Videogiochi

E3, Nintendo punta tutto sui giochi (e su Mario)

Senza hardware da presentare, la casa giapponese si concentra su un catalogo di titoli classico e molto casual

Mario, Luigi e soci in versione felina in Super Mario 3D World

da Los Angeles

Delle tre sorelle dell’hardware, era l’unica senza una console da presentare: perciò la Nintendo, anziché la classica conferenza del Nokia Theatre (peraltro di regola tra le più piacevoli dell’E3), ha deciso di organizzare un evento diverso dal solito, al suo stand, per consentire ai presenti di provare subito i nuovi giochi. «Volevamo minimizzare il tempo che passa da quando ci diciamo buongiorno a quello in cui è possibile mettere le mani sui titoli» ha spiegato Reggie Fils-Aime, presidente di Nintendo America. Subito dopo, sul piccolo palco circondato da giornalisti e fotografi, è salito Shigeru Miyamoto, introdotto dalla voce della sua creatura più famosa: naturalmente Super Mario.

La casa giapponese non ha nessuna intenzione di smarcarsi dal suo passato e dalle icone che l’hanno resa celebre, anzi dalla breve presentazione è apparso evidente che l’anima casual è sempre più preponderante, che la strizzata d’occhio agli hardcore gamer è lasciata da parte, almeno in questa occasione. Una scelta tutto sommato sensata, dopo l’ubriacata di titoli visti da Sony e Nintendo con le meraviglie grafiche di Xbox One e PS4.

La Wii U, così come la 3DS, è una macchina che mette al centro il concetto di intrattenimento, anzi di divertimento puro e lo fa con un’ennesima ondata di restyling di pilastri dell’immaginario di Kyoto. Ecco allora Super Mario 3D World, battezzato dagli sviluppatori sul palco con un corredo di zampe e orecchie di peluche: tra le novità di questa avventura per un massimo di quattro giocatori c’è la possibilità di prendere una forma felina per graffiare i nemici e arrampicarsi un po’ ovunque, incluse le classiche aste di fine livello. Sfidare il senso della gravità è un tema ricorrente: torna in Mario Kart 8, in cui le vetture salgono sulle pareti o corrono incollate all’asfalto su piste capovolte. Tra gli evergreen c’è anche il caro vecchio Donkey Kong in Tropical Freeze, dove il dinamismo è il filo rosso e i protagonisti, a quanto pare per nulla idrofobi, possono anche muoversi sott’acqua. Manca Zelda all’appello? Assolutamente no. Ecco The Legend of Zelda: The Wind Walker HD. Se nell’elenco si mettono Wii Party U e Wii Fit U, si capisce che in fila ci sono tutti i blockbuster di Nintendo. Se hanno il fiato corto o se hanno ancora vigore e soprattutto mercato, lo diranno come al solito i giocatori.

Ad aprire l’evento è stato invece Pikmin 3, un intreccio di rompicapi e lotta per la sopravvivenza di tre simpaticissimi personaggi.

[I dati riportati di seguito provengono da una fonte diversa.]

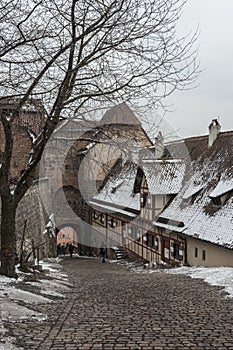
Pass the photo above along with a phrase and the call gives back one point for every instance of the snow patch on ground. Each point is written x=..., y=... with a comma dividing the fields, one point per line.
x=216, y=276
x=11, y=297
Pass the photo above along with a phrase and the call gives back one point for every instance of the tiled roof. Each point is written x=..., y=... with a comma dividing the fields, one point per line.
x=164, y=176
x=118, y=189
x=120, y=114
x=210, y=171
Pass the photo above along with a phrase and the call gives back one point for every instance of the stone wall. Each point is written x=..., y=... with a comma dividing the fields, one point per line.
x=32, y=219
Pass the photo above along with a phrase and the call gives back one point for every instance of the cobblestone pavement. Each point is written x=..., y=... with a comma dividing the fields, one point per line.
x=111, y=307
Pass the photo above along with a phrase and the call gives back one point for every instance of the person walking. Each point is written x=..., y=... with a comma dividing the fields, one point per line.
x=71, y=249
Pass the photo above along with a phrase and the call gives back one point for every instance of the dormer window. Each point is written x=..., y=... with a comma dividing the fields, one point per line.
x=217, y=201
x=221, y=192
x=190, y=194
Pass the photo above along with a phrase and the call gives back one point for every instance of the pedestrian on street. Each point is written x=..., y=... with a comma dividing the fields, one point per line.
x=64, y=249
x=102, y=254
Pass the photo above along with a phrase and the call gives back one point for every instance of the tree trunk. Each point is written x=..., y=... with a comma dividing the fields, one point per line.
x=8, y=238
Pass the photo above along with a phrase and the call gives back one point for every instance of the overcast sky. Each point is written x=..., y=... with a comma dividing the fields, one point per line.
x=213, y=98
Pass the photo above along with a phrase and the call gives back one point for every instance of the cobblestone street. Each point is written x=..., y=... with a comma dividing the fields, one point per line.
x=111, y=307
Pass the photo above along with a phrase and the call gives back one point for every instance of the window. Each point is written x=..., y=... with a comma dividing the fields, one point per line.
x=102, y=218
x=217, y=201
x=144, y=199
x=203, y=255
x=195, y=252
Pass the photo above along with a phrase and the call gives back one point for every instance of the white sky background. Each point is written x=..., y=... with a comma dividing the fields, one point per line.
x=193, y=110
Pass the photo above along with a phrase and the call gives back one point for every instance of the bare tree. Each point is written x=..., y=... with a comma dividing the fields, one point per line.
x=79, y=54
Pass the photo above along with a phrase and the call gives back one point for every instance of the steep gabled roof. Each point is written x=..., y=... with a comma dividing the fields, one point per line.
x=120, y=114
x=117, y=192
x=210, y=173
x=163, y=176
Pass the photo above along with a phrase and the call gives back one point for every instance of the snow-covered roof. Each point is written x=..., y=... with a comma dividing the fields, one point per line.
x=222, y=187
x=191, y=190
x=163, y=176
x=118, y=190
x=212, y=177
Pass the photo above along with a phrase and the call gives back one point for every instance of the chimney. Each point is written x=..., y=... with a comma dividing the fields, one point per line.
x=214, y=129
x=159, y=145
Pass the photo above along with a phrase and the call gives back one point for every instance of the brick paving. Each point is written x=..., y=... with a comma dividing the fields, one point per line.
x=111, y=307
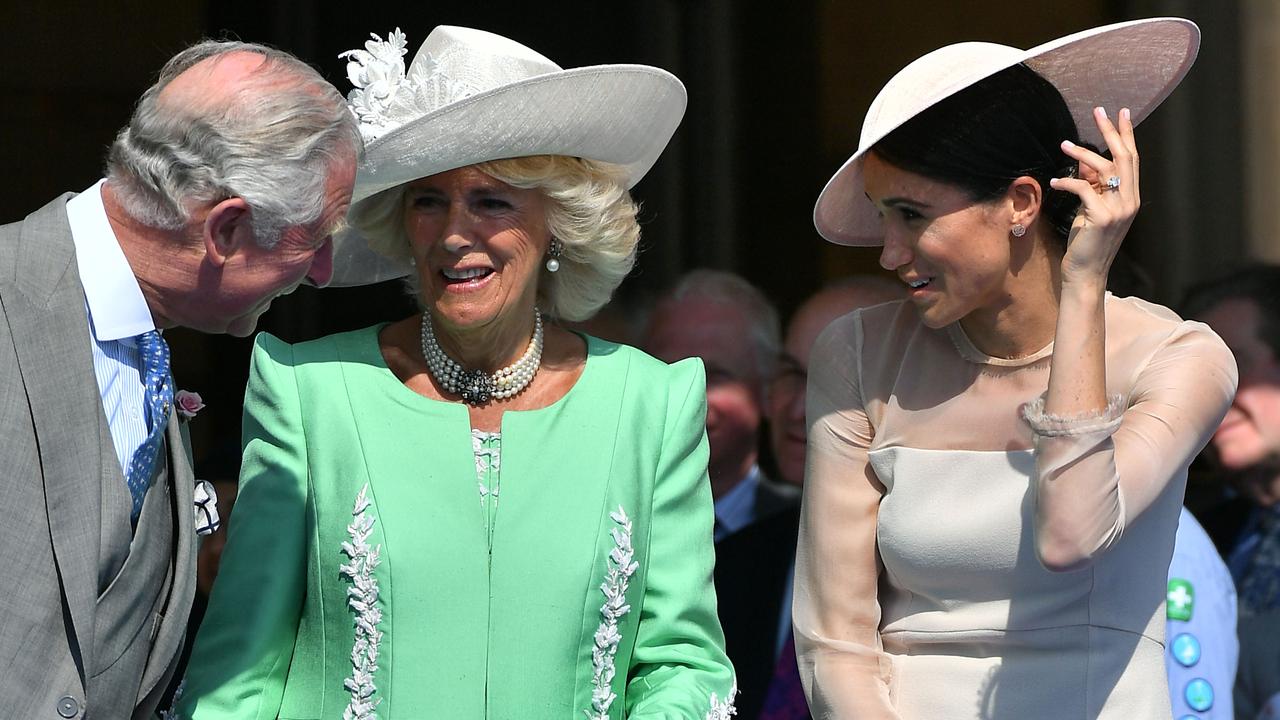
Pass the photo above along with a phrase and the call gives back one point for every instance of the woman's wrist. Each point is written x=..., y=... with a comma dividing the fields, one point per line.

E un angolo della sala è stato dedicato all'amato Bayonetta 2, mentre per 3DS ecco di nuovo Zelda (A link between worlds) e Yoshi’s New Island. Insomma, una pioggia di titoli che si aggiunge a quelli annunciati o mostrati in anteprima nel corso dell’anno. «Da un po’ abbiamo cambiato il modo di comunicare: ormai non ci si può più permettere di tenersi tutte le novità per l’E3, a meno che non ci sia il lancio di un hardware, che in questo caso noi non avevamo» spiega a Panorama.it Andrea Persegati, general manager di Nintendo Italia. «Nei mesi passati abbiamo via via introdotto le nostre novità: il focus di questo E3 è per noi il software. Il software è un dato di fatto, è ciò che traina l’hardware, è quello che crea l’intrattenimento. Abbiamo tantissimi nuovi titoli di altissima qualità e di grandissima immaginazione. Ed è ciò che ci aspettiamo metta la benzina all’interno delle nostre console e le faccia correre il più velocemente possibile».